The policewomen forming the vanguard of the experiment are selected in a process that is similar to that used for their male counterparts, Walid says.
“We have the ability to work just as hard as the men and to work by their sides,” says Huda Rashid Hamid, another of the policewomen who started directing traffic, who says she is really happy to be doing this job. “We are capable of doing the impossible.”
On her first day on the job Hamid was really surprised to see so many people staring at her, especially the men. One of the things she found most amusing was the amount of taxi drivers who stopped and took selfies with her.

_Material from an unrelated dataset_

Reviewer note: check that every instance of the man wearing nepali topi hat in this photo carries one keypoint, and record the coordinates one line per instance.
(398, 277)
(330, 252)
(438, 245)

“Working in unstable security conditions and in the hot weather of Baghdad is certainly challenging,” Hamid says. “But this big challenge is an opportunity for Iraqi women to prove how capable they are.”
“The number of women volunteering to work as traffic police is rising,” says Aboud Najm, director of public relations at the Police Affairs Agency. “Some of these women hold officer ranks, others have had experience out in the field and some are from administrative departments. There are a lot of female staff at the Directorate of Traffic – over 100 women – but not all of them would be working on the street.”
Taxi driver Watheq al-Taei was one of the motorists who was surprised to see a uniformed woman ordering him around. He was even more surprised when she stopped him and at first he thought she was an actress playing a role for some film or television show. He says he actually began looking around for cameras.
“It's really nice to see women on the streets organising traffic,” he notes. “We're happy that these women are part of our Baghdad mornings. I promise that not a day will pass without me managing to flirt with one of these women,” he jokes, “especially if any of them try to fine me or give me a ticket!”